The need to counter these systems has changed how the military develops new equipment, weapons and tactics.
“It used to be that we had no answers” to GPS jamming, says Josh Hartman, a former deputy assistant secretary for space and intelligence at the Pentagon who is now a partner at Renaissance Strategic Advisors, a Virginia-based consulting firm. “We now have answers and we have opportunities to continue to make the exercises valuable by telling the folks to continue to conduct their missions in a GPS-denied environment.”
For decades, every U.S. military operation has relied on GPS, whether delivering humanitarian aid to earthquake victims in Nepal or dropping bombs on Islamic State defenders in Syria. Precise positioning data from the Air Force’s 24 GPS satellites orbiting the Earth communicate with military aircraft, tanks, ships, radios, weapons and other gear around the clock, 365 days a year.
Since the military will likely continue to rely on GPS for decades to come, it is building a new constellation of satellites that use a special signal more resistant to jamming and spoofing. But leaders are also weighing new navigational technologies that don’t rely on orbital aid, including an atomic clock shrunk to fit on a computer chip.
That technology “gives you that accurate timing all the time,” says Gen. John Hyten, who heads Air Force Space Command. The chip-set atomic clock is close to maturation, and could be usable as soon as the end of the decade.
In a speech at Stanford University earlier this year, Defense Secretary Ashton Carter said the military was hunting for GPS alternatives that are more resilient and less vulnerable. “We’ll do that in part by advancing microelectromechanical systems technology for small inertial navigation units, small accurate accelerometers, and precision clocks—all on a chip,” he said.
Such technology could allow all military systems to “keep track of their position, orientation, and time from the moment they are created with no need for updates from satellites,” Carter said.
Less Interference
This kind of technology already exists on smartphones, but the Pentagon needs it to be more precise before it can guide weapons. The Army is already looking to use it in some of its new vehicles. The chips won’t replace satellites; indeed, part of the effort includes building better orbiting navigational systems that are less susceptible to enemy interference.
“I think that GPS is going to exist and it’s going to be the gold standard,” Hyten says.
The Air Force has talked about adding more power to its GPS satellites, making the small jamming devices less effective, Hartman says, but an enemy could counter those efforts with more powerful jammers. “I personally believe, having watched the technology play out, that the biggest gains are going to be in the user equipment area,” he says, referring to improvements in GPS receivers on the ground and in the air—inside vehicles, aircraft and radios.

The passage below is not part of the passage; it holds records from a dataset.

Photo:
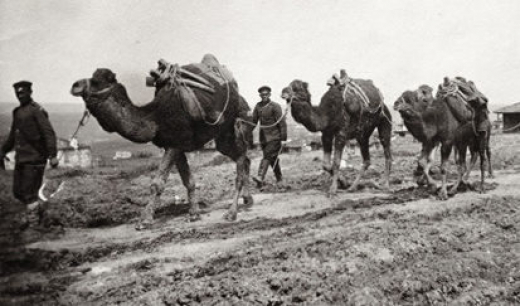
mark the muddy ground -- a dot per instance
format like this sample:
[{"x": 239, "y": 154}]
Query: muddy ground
[{"x": 295, "y": 246}]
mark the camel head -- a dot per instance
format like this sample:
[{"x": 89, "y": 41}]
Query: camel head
[
  {"x": 102, "y": 80},
  {"x": 416, "y": 101},
  {"x": 102, "y": 87},
  {"x": 297, "y": 91}
]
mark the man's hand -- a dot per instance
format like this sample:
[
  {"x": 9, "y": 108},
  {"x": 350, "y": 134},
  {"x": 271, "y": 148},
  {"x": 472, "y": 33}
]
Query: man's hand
[{"x": 54, "y": 162}]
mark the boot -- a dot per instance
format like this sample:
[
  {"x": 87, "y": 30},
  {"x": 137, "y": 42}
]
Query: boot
[
  {"x": 262, "y": 170},
  {"x": 277, "y": 171},
  {"x": 32, "y": 232}
]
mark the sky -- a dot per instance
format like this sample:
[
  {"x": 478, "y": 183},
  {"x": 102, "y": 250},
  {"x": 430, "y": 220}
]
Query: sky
[{"x": 398, "y": 44}]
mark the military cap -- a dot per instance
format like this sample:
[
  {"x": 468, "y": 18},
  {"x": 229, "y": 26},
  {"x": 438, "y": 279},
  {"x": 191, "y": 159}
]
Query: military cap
[
  {"x": 18, "y": 86},
  {"x": 264, "y": 88}
]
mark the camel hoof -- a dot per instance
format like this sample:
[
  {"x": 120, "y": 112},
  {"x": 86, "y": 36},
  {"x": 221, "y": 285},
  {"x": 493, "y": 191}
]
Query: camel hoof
[
  {"x": 352, "y": 188},
  {"x": 432, "y": 188},
  {"x": 194, "y": 217},
  {"x": 452, "y": 191},
  {"x": 248, "y": 202},
  {"x": 141, "y": 226},
  {"x": 342, "y": 181},
  {"x": 443, "y": 195},
  {"x": 327, "y": 168},
  {"x": 230, "y": 216}
]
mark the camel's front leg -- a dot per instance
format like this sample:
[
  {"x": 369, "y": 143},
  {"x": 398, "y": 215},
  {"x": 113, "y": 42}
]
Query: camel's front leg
[
  {"x": 385, "y": 137},
  {"x": 425, "y": 161},
  {"x": 157, "y": 188},
  {"x": 187, "y": 180},
  {"x": 445, "y": 155},
  {"x": 339, "y": 145},
  {"x": 365, "y": 153},
  {"x": 326, "y": 141},
  {"x": 488, "y": 155},
  {"x": 483, "y": 147},
  {"x": 241, "y": 181},
  {"x": 460, "y": 158},
  {"x": 472, "y": 163}
]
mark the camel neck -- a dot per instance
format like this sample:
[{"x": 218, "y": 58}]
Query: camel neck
[{"x": 123, "y": 117}]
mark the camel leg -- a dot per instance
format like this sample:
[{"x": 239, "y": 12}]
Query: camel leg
[
  {"x": 488, "y": 154},
  {"x": 364, "y": 147},
  {"x": 187, "y": 180},
  {"x": 237, "y": 151},
  {"x": 445, "y": 155},
  {"x": 326, "y": 140},
  {"x": 472, "y": 163},
  {"x": 425, "y": 161},
  {"x": 460, "y": 158},
  {"x": 339, "y": 145},
  {"x": 385, "y": 137},
  {"x": 157, "y": 188},
  {"x": 482, "y": 137}
]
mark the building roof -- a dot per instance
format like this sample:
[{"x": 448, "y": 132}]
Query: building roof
[{"x": 514, "y": 108}]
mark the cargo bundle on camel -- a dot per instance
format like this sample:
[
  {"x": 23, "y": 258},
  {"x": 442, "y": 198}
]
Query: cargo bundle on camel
[
  {"x": 193, "y": 105},
  {"x": 453, "y": 118},
  {"x": 350, "y": 109}
]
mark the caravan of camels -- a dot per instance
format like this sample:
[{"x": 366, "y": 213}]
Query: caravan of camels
[{"x": 200, "y": 102}]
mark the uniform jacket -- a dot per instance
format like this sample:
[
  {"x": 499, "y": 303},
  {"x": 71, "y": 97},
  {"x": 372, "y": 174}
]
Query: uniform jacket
[
  {"x": 31, "y": 135},
  {"x": 268, "y": 114}
]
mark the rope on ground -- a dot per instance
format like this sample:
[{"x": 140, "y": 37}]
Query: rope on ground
[{"x": 511, "y": 128}]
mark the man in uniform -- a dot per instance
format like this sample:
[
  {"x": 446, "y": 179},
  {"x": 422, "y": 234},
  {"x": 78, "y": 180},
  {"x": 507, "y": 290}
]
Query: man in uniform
[
  {"x": 34, "y": 141},
  {"x": 273, "y": 130}
]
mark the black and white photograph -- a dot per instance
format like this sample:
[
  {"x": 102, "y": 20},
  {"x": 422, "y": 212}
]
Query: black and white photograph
[{"x": 262, "y": 152}]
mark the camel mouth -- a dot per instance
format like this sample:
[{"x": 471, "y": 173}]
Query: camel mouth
[
  {"x": 78, "y": 88},
  {"x": 76, "y": 92}
]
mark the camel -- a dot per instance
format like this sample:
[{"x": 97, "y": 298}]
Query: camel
[
  {"x": 443, "y": 120},
  {"x": 344, "y": 114},
  {"x": 474, "y": 135},
  {"x": 167, "y": 123}
]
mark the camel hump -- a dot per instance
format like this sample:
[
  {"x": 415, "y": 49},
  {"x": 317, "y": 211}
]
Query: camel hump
[
  {"x": 211, "y": 68},
  {"x": 365, "y": 90}
]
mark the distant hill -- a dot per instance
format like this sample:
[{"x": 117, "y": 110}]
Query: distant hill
[{"x": 65, "y": 118}]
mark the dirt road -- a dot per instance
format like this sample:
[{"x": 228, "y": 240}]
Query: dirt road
[{"x": 294, "y": 247}]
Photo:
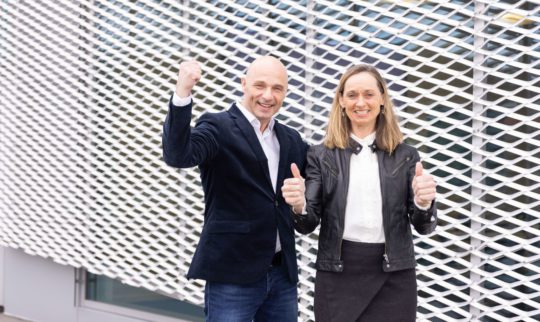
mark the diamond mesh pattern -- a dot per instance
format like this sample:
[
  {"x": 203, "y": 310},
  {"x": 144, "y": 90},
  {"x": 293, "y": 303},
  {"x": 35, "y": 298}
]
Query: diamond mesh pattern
[{"x": 84, "y": 87}]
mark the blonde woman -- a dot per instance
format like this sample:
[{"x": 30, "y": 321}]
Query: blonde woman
[{"x": 365, "y": 187}]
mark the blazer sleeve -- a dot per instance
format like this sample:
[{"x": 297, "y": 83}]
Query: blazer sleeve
[
  {"x": 184, "y": 147},
  {"x": 424, "y": 221},
  {"x": 306, "y": 223}
]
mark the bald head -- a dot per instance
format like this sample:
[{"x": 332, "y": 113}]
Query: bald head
[
  {"x": 265, "y": 87},
  {"x": 267, "y": 63}
]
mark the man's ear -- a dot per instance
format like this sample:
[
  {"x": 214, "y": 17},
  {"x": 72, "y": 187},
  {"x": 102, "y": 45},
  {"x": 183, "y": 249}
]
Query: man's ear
[{"x": 243, "y": 82}]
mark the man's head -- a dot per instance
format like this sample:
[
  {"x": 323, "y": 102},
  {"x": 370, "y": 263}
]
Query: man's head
[{"x": 264, "y": 87}]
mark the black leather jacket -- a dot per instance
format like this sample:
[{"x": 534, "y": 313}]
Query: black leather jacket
[{"x": 327, "y": 182}]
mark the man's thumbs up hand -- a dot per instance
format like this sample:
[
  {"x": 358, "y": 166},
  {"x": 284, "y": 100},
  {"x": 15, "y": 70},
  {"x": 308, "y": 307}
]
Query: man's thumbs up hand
[
  {"x": 424, "y": 187},
  {"x": 294, "y": 189}
]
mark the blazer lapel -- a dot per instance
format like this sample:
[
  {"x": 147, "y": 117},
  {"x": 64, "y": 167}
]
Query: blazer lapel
[{"x": 249, "y": 134}]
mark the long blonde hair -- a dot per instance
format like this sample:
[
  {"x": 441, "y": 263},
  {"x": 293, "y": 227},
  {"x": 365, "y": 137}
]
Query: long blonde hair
[{"x": 387, "y": 133}]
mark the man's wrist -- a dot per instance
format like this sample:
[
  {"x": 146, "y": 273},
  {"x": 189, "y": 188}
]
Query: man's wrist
[{"x": 180, "y": 101}]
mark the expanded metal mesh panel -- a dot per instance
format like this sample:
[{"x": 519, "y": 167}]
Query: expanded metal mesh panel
[{"x": 84, "y": 89}]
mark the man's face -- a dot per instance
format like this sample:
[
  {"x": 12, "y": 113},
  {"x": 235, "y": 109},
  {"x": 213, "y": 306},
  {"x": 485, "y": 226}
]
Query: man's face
[{"x": 265, "y": 87}]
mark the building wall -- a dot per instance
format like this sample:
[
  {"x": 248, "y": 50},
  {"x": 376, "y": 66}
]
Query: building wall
[{"x": 84, "y": 87}]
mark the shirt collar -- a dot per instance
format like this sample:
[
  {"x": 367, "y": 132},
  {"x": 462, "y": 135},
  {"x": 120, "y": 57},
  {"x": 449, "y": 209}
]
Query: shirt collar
[
  {"x": 368, "y": 140},
  {"x": 253, "y": 120}
]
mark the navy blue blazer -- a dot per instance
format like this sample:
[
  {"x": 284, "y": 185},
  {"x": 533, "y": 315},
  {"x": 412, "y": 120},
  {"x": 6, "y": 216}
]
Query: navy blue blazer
[{"x": 242, "y": 212}]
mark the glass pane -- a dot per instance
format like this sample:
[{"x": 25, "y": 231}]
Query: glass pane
[{"x": 110, "y": 291}]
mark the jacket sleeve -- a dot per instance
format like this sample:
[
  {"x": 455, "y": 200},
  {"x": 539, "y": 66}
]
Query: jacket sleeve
[
  {"x": 184, "y": 147},
  {"x": 424, "y": 221},
  {"x": 306, "y": 223}
]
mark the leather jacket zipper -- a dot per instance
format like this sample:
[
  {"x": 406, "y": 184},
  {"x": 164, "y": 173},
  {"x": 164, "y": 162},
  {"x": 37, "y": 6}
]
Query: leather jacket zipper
[
  {"x": 400, "y": 165},
  {"x": 386, "y": 256}
]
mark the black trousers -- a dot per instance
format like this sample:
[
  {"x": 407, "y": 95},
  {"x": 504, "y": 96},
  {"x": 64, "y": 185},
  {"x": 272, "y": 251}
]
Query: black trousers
[{"x": 363, "y": 292}]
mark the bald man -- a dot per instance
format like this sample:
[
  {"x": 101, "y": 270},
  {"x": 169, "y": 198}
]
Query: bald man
[{"x": 246, "y": 252}]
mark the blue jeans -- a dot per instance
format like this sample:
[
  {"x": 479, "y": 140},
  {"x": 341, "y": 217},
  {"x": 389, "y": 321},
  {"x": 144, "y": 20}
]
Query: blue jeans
[{"x": 273, "y": 298}]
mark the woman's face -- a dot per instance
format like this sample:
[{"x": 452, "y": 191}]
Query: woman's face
[{"x": 362, "y": 99}]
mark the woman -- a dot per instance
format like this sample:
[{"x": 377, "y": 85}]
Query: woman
[{"x": 366, "y": 188}]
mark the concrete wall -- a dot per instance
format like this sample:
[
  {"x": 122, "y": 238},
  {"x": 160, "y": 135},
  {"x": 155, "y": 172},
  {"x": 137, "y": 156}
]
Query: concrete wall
[{"x": 39, "y": 290}]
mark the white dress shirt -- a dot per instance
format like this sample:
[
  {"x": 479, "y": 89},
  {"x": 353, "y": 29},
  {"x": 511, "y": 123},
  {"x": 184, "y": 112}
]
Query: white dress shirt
[
  {"x": 267, "y": 139},
  {"x": 363, "y": 214}
]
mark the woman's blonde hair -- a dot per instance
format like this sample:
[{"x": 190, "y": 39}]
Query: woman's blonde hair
[{"x": 387, "y": 133}]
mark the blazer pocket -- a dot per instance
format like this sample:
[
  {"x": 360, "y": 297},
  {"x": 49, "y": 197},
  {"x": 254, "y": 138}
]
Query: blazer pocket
[{"x": 228, "y": 226}]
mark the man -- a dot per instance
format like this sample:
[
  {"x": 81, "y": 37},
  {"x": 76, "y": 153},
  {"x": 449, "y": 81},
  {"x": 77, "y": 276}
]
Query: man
[{"x": 246, "y": 252}]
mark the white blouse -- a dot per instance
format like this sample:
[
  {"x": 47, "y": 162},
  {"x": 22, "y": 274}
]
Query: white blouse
[{"x": 363, "y": 214}]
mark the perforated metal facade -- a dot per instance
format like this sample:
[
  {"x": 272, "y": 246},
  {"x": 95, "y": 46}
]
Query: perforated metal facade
[{"x": 84, "y": 87}]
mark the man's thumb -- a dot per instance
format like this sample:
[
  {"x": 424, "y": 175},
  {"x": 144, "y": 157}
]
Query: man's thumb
[
  {"x": 295, "y": 171},
  {"x": 419, "y": 169}
]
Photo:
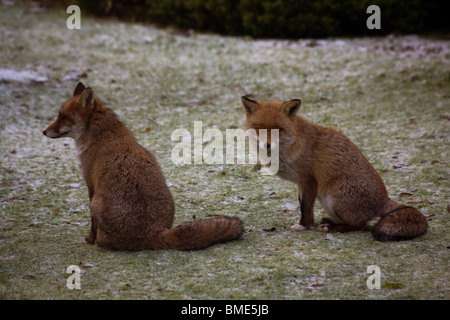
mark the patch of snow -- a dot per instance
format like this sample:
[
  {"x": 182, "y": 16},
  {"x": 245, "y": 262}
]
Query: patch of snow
[{"x": 20, "y": 75}]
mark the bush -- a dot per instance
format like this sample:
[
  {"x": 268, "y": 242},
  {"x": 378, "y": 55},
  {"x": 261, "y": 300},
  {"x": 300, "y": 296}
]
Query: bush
[{"x": 278, "y": 18}]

New electronics gear could simply incorporate new technology, whether it’s more powerful GPS receivers or atomic navigation chips. But retrofitting existing equipment could prove pricey. Experts estimate the military has between 5 million and 10 million pieces of equipment, maybe more, that rely on satellite navigation. That includes most bombs and other aerial munitions as well as gear carried by soldiers and Marines.
“That’s going to be a very hard thing to do because it will take money and all the services will have to look at their infrastructure,” Hyten says.
Until the new equipment and technology reaches the battlefield, those same pilots who used to give up on practice runs will have to find new tactics and different types of precision weapons to hit targets guarded by GPS jammers.